How the technology would work depends on the application. For example, if a doctor is using the wristband to monitor a person’s oxygen levels and blood pressure, the data would be sent back to the doctor. If the purpose of the technology is for fitness, such as heart rate while exercising, then the data could be transmitted to an app on a smartphone.

“Medical stuff should probably go back to your GP, there’s not a lot of point sending it to you. I saw something on the internet where a doctor had put a frame on his wall that said: ‘Do not confuse your Google search with my medical degree’, so that’s why it should go back to the doctor. For fitness stuff, then absolutely it should go back to your phone,” McMaster says.

The way the NHS works means that it would not directly buy products from Footfalls. So, the company has just started conversations with the Nottingham Care Partnership to start building some work with them.

Finding talent and business partners

McMaster has had his fair share of ups and downs when it comes to Footfalls, including being fired from his own company once.

“Back in New Zealand, I was fired for about three weeks, that was a goodie. Basically, they thought they could do it without me and so I was like ‘alright go for it’,” he explains.

Other challenges that he lists include finding good venture capital investment and talented people to work with.

“The best thing about my job is probably working with all of the people. They’re just brilliant, I just sit in the corner of the room thinking of silly ideas and they just try and make them work. But the hard thing is getting that talent.

“It took us a while to get hold of James (an electronic engineer at Footfalls), electronic engineers are really tricky to find. Textile engineers are impossible too because the industry left the UK and now nobody is trained in it.”

The next challenge for Footfalls is finding a new premises.
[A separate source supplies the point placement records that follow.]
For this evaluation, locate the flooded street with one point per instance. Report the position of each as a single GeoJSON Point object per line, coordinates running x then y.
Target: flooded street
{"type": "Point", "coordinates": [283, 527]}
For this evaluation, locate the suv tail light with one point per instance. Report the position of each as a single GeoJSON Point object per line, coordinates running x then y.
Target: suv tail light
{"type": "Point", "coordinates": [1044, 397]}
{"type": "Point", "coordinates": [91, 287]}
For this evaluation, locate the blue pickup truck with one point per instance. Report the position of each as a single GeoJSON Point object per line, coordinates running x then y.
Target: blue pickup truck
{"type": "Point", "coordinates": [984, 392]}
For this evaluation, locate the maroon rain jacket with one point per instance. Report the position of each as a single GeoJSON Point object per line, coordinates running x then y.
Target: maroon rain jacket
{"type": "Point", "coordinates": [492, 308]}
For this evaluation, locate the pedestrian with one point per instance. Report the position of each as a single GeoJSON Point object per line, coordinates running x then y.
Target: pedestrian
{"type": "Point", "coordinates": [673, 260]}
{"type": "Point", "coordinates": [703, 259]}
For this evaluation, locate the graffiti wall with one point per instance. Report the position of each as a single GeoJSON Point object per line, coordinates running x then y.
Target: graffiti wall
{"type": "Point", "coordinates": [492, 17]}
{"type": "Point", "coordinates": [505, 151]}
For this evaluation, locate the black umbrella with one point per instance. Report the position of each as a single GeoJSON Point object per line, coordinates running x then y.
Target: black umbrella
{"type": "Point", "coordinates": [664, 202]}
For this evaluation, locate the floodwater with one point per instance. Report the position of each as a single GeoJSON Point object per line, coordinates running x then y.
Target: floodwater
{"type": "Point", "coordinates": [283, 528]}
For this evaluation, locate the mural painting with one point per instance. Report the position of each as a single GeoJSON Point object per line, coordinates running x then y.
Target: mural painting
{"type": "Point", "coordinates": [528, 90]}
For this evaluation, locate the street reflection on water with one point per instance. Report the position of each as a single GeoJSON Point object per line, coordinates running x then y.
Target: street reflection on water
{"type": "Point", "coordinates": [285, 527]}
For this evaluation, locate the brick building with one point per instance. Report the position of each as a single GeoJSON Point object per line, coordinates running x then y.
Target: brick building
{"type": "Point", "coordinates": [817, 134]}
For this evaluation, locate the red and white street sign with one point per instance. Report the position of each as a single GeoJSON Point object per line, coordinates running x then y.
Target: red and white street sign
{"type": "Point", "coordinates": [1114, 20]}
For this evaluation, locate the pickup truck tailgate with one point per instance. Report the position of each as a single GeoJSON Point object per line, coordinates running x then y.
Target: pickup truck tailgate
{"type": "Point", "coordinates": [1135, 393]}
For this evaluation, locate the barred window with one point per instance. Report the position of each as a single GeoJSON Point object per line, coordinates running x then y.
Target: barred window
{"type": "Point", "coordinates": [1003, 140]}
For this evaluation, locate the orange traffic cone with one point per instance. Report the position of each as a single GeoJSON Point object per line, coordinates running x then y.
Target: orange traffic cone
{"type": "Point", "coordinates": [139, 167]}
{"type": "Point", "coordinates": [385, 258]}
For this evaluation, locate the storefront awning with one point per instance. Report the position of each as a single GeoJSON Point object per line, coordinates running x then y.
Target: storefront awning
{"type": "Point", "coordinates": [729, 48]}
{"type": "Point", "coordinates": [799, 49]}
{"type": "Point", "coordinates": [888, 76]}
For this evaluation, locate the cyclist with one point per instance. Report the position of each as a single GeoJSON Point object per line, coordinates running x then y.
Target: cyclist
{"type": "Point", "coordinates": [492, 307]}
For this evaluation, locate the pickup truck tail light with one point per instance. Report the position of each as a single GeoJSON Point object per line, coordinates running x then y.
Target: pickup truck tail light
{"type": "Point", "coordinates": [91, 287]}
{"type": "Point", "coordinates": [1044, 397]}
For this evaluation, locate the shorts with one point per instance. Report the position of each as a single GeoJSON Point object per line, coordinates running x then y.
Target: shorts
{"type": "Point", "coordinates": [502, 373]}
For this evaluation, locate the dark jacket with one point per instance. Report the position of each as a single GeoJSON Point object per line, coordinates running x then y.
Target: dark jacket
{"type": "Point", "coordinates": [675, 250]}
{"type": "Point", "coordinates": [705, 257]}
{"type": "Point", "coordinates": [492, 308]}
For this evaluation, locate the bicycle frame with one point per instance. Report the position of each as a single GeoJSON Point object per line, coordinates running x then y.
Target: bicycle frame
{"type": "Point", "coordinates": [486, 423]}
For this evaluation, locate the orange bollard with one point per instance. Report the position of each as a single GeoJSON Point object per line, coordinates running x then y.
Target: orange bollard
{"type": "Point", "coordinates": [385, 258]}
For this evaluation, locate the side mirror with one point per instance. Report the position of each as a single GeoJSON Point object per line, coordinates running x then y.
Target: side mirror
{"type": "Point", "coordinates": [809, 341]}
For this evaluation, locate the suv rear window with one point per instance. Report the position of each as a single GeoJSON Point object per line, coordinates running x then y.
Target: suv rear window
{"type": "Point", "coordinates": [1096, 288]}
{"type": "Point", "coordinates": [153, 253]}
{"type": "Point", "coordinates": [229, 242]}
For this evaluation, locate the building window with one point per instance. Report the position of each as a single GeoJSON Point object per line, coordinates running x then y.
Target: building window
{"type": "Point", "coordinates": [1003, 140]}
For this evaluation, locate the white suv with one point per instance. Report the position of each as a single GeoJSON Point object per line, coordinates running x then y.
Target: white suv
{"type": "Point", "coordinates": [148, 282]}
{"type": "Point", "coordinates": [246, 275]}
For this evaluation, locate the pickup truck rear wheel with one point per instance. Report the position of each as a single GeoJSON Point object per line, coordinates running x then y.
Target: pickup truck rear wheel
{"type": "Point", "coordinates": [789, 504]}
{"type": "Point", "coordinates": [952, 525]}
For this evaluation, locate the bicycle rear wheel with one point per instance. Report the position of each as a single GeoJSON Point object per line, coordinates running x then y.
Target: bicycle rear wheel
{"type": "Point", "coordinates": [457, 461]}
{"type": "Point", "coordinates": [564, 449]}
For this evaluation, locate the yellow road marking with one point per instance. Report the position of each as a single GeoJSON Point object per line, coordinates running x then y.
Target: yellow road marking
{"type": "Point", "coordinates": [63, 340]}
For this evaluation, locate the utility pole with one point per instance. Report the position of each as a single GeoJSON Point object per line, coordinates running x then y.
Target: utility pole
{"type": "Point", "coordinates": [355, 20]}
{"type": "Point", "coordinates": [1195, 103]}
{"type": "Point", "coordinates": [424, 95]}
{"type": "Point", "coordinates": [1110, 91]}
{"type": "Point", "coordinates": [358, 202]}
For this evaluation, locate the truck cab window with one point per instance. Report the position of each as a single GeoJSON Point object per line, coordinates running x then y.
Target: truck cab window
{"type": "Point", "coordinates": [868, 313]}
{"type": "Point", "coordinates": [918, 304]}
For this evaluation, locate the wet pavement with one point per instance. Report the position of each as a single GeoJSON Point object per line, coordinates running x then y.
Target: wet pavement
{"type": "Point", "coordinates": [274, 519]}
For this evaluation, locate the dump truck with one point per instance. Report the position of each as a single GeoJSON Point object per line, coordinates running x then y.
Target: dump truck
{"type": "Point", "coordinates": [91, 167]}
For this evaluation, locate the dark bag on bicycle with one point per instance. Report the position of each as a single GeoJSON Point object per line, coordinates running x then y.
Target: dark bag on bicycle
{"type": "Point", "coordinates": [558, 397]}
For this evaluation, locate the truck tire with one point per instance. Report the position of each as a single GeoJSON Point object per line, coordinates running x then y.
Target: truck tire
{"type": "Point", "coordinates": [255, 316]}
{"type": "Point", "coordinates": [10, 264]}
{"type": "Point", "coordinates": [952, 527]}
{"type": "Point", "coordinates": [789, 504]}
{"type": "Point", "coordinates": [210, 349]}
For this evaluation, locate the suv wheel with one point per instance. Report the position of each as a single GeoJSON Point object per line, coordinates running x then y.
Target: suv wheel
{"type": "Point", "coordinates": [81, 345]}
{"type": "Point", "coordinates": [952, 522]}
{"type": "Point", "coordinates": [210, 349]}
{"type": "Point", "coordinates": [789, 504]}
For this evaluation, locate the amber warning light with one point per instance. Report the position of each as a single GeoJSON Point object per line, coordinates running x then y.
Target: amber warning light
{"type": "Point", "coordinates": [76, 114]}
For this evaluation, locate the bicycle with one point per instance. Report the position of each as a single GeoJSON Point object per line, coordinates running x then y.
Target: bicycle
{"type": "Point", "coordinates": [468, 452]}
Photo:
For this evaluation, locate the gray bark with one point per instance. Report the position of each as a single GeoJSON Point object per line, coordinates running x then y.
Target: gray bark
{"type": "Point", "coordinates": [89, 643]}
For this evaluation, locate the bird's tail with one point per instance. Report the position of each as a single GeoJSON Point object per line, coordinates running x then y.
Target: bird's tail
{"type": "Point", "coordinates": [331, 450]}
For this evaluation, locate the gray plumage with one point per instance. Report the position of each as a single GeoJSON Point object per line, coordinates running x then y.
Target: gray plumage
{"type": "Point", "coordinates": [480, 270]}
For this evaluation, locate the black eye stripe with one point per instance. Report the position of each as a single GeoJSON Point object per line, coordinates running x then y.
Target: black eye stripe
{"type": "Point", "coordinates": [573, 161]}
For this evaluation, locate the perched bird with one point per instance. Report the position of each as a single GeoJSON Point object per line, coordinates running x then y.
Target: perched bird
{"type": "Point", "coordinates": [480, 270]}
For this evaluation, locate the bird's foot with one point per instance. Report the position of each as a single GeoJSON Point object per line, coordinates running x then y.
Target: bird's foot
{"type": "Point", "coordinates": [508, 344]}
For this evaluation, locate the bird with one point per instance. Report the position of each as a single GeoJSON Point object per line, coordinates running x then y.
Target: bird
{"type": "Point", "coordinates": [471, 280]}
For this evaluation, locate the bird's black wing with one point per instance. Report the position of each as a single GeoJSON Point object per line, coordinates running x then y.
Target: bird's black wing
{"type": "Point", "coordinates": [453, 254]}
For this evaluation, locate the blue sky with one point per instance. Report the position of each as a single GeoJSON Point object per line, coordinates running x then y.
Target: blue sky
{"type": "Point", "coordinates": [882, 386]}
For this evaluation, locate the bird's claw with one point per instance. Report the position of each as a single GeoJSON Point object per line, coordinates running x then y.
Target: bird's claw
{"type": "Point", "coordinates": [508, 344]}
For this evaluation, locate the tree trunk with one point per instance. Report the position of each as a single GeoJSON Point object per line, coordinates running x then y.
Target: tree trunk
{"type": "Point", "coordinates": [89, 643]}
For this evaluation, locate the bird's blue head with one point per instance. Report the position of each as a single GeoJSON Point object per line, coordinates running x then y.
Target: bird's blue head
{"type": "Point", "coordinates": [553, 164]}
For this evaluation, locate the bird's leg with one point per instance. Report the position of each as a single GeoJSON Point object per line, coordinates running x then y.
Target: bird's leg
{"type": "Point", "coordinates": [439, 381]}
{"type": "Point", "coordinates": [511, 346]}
The company would like to move in order to gain some new equipment such as a seamless x-bed machine from Shima Seiki and a WHOLEGARMENT seamless knitting machine.

The current knitting lab is at BioCity, but “our long-term aim as we expand is to find a location in the historic heart of Nottingham's textile industry,” says McMaster.

Salisbury adds: “It would be great to find an old textile mill that needs a bit of love and the government or council could help.”

"Smart textiles will be bigger than mobile phones"

Footfalls & Heartbeats is not the only company to innovate in the smart textiles sector – McMaster mentions companies such as Sensoria, Hexoskin and Smart Life who are developing similar products.

When asked when smart textiles will become apart of every day life, McMaster reckons it will be in the next three to five years.

“If you take cars as an example, at the moment we’re at the Model T Ford stage (the first mass-produced automobile). For cars, it took 100 years to get to the new Audis around today, but for smart textiles, I don’t think it will take more than 10 years to get there.”

He also believes that certain smart textiles will be a much bigger business than mobile phones.

“Smart phones are a trillion dollar a year business, smart textiles will trounce that by miles, because we all wear clothes and interact with textiles.”

Inspiration from the Grand Canyon

McMaster came up with the name Footfalls & Heartbeats on a trip to the Grand Canyon in the US.

“My younger brother is one of the best white water rafting guides in the world and I went on a trip with him for two weeks while I was at the Open University.

“One day, when the others on the trip went for a walk to explore one of the other little canyons, I stayed behind to do some work as I brought my textbooks with me.

“I decided to get up for a wander and all I could hear at the time was my own footfalls and my own heartbeat and that’s where the name came from.”

Samples of Footfalls & Heartbeats’ products will be on the Santoni stand at ITMA Barcelona in June.